ECLI:NL:RBNHO:2020:10394
Rechtbank Noord-Holland
- Eerste aanleg - enkelvoudig
- Rechtspraak.nl
Kennelijk niet-ontvankelijk beroep wegens ontbreken beroepsgronden
Op 16 december 2020 heeft de Rechtbank Noord-Holland, zittingsplaats Haarlem, uitspraak gedaan in de zaak met zaaknummer HAA 20/3887. Eiser, [X], heeft op 5 juni 2020 beroep ingesteld tegen de uitspraak op bezwaar van de heffingsambtenaar van Cocensus, welke uitspraak dateert van 27 mei 2020. De rechtbank heeft op basis van artikel 8:54 van de Algemene wet bestuursrecht (Awb) uitspraak gedaan zonder zitting.
De rechtbank overweegt dat een eiser bij het indienen van een beroepschrift op grond van artikel 6:5, eerste lid, aanhef en onder d, van de Awb verplicht is om de gronden van het beroep te vermelden. Dit houdt in dat de eiser specifiek moet aangeven op welke punten hij of zij het niet eens is met het bestreden besluit. In dit geval heeft eiser geen beroepsgronden vermeld in het beroepschrift. De rechtbank heeft eiser bij aangetekende brief van 17 augustus 2020 verzocht om dit verzuim binnen vier weken te herstellen. Uit het Track & Trace-systeem van PostNL blijkt dat deze brief op 26 augustus 2020 is afgehaald, maar eiser heeft niet gereageerd.
Aangezien eiser binnen de gestelde termijn geen gronden heeft ingediend en geen verontschuldiging voor dit verzuim heeft gegeven, heeft de rechtbank geconcludeerd dat het beroep kennelijk niet-ontvankelijk is.

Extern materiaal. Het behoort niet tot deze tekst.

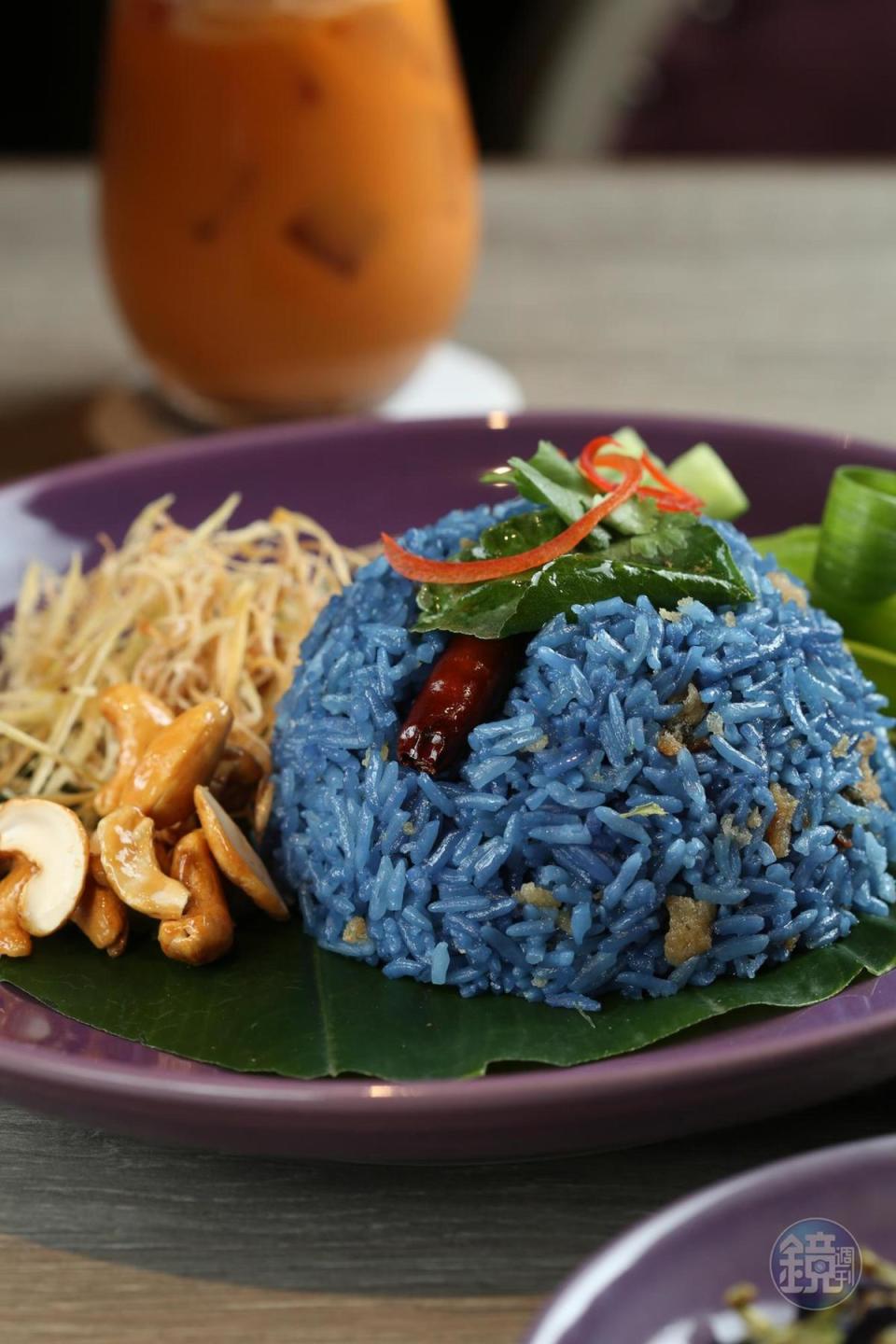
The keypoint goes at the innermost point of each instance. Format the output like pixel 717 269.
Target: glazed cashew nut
pixel 205 931
pixel 183 756
pixel 15 941
pixel 137 717
pixel 235 857
pixel 54 843
pixel 131 866
pixel 103 917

De rechtbank heeft geen aanleiding gezien voor een proceskostenveroordeling. De uitspraak is gedaan door mr. M.C. van As, rechter, in aanwezigheid van A.C. Karels, griffier. Deze uitspraak is niet openbaar uitgesproken vanwege de coronamaatregelen, maar zal alsnog openbaar worden gemaakt zodra dat weer mogelijk is. Eiser kan binnen zes weken na verzending van de uitspraak verzet aantekenen bij de rechtbank.